6 thoughts on “Quarterbacks and psychometrics

  1. Conditioning is arbitrary. If we move the bottom cutoff up to 2200, and eliminate one point in the upper right (Tom Brady?) then we have an amorphous cloud with a correlation of maybe .15.

    Plus, we've already picked just one position (quarterback) out of many roles on a football team.

    More statistical ink blot testing.

  2. To green apron monkey: pretty much any test that measures any human characteristic well will show different quantitative & qualitative results for different racial groups. (though there is often considerable overlap.) Different racial groups test differently because they're, well, different.

  3. "Ink blot testing" is a tad dismissive. The high point in the corner is not Tom Brady, it is Eli Manning. He's the Superbowl winning quarterback Malcolm Gladwell mocks as doing poorly relative to his Wonderlic score. Interesting that one pundit singles Manning out as an example of how useless the test is, while another person claims that Manning is the only thing driving the effect.

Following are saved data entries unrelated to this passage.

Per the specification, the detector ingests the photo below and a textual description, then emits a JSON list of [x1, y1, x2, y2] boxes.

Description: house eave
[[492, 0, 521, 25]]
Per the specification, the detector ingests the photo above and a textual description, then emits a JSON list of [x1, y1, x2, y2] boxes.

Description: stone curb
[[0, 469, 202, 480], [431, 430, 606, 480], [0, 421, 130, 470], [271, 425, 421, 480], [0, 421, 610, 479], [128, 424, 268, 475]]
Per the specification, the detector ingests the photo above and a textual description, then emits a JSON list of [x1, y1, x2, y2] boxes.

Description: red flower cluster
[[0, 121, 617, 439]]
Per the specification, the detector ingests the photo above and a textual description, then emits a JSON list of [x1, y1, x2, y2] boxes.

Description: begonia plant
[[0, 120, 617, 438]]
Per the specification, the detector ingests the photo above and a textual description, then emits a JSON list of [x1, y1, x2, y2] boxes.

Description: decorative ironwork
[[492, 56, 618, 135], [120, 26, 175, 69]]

    Yes the sample is small and yes the conditioning is somewhat arbitrary. But set the line at 1800, and cut out Manning (why?) and the correlation is still .5. Or, condition on 5+ starts in the first 4 years, instead of something from this graph, and r = .5.

    The main point is we seem to have a heterogeneous regression, where there are many reasons for low (both poor and non-) performance. More data would be great to have. We didn't use any pre-2000 because the Wonderlic scores seemed incomplete and sometimes inconsistent (more than one recorded score). The NFL would be able to fill in more data.

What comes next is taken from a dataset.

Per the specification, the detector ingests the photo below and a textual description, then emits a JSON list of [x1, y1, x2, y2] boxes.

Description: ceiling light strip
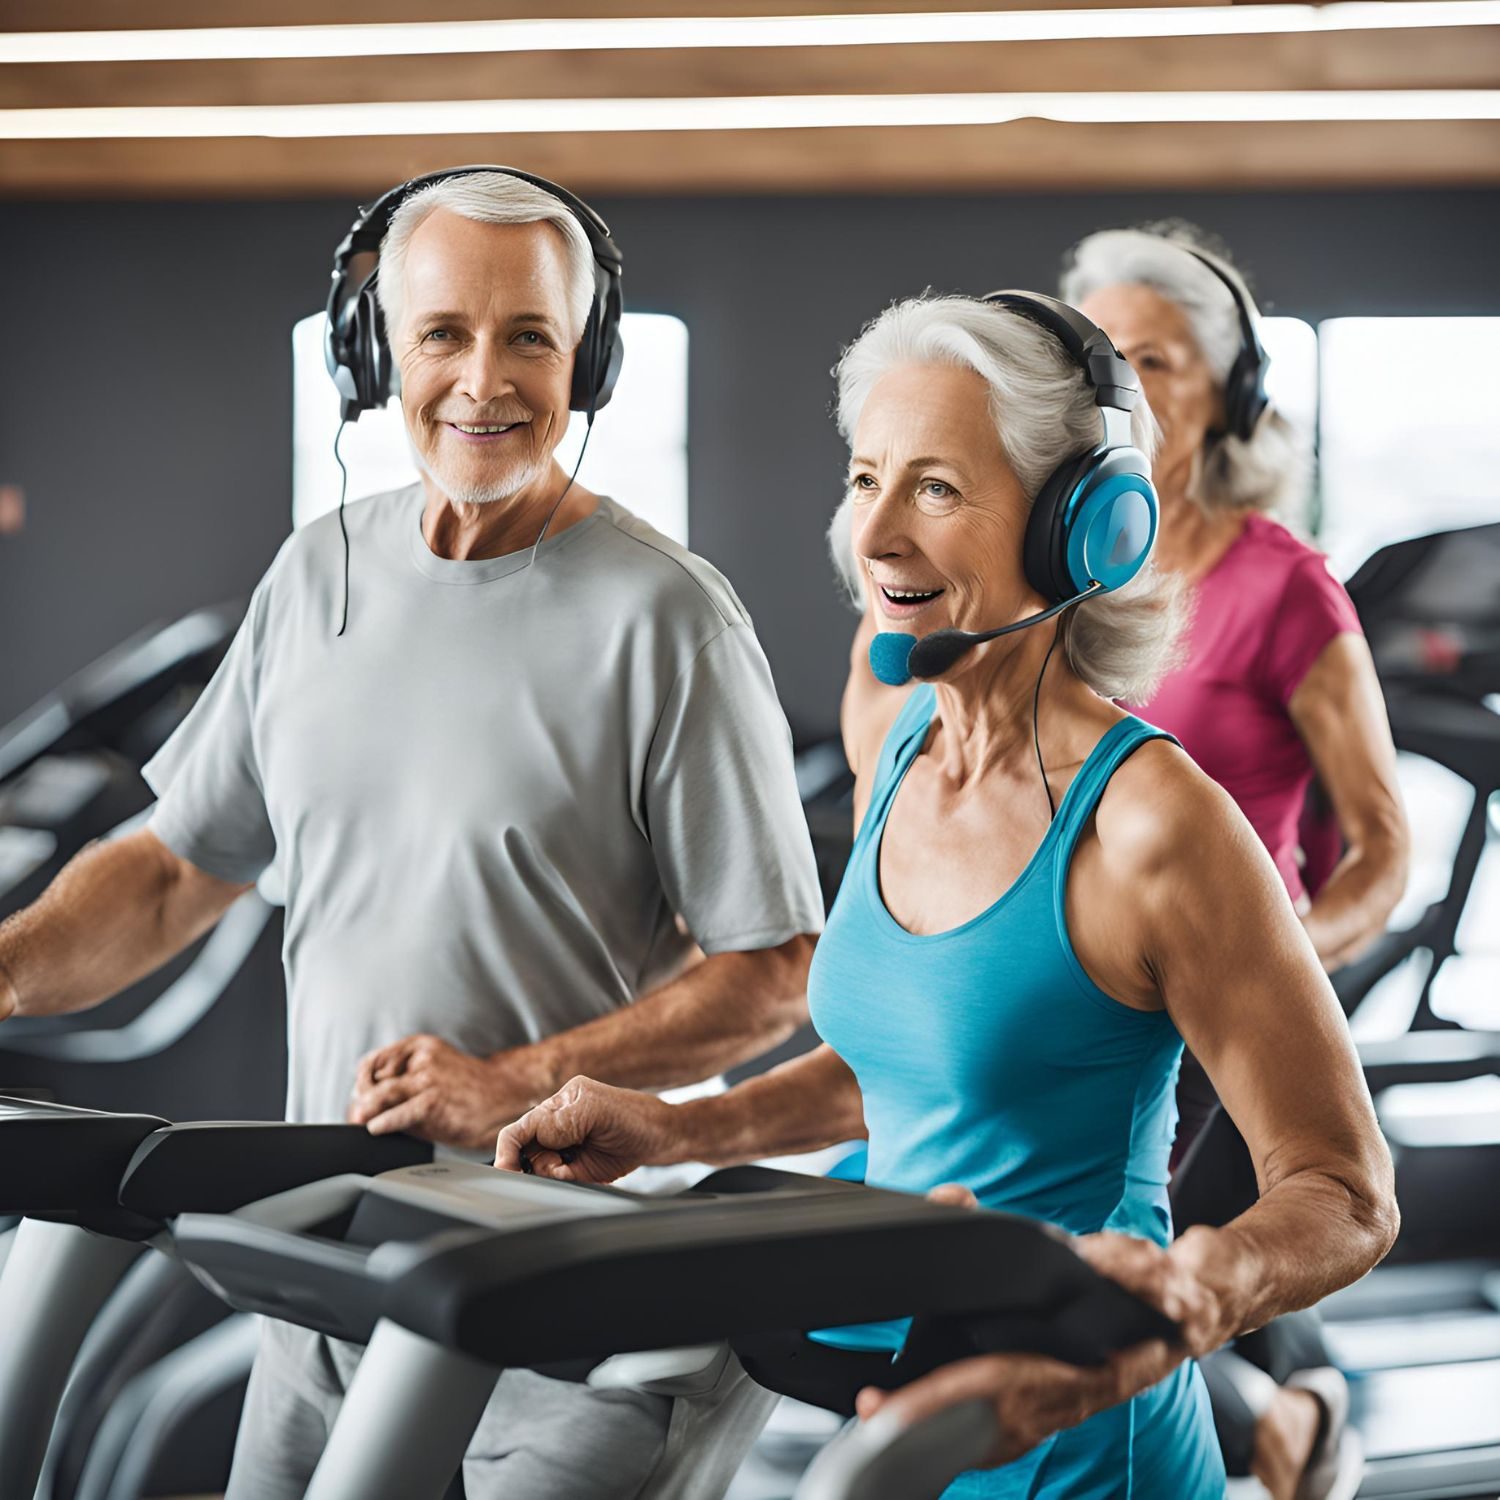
[[5, 91, 1500, 139], [3, 2, 1500, 65]]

    Given the graph and what I've been able to see working through the data, I'd lay odds that the phenomenon remains robust as new data roll in. Now what exactly it means is another thing entirely.

  4. Thanks. Very interesting.

    Dan Marino's low score would strike me as support for the value of the Wonderlic. He comes into the NFL with the best release ever seen. His second season he puts up the best stats in history. And then … kind of a long slow fade as the league figures him out but he doesn't figure out something new.

Comments are closed.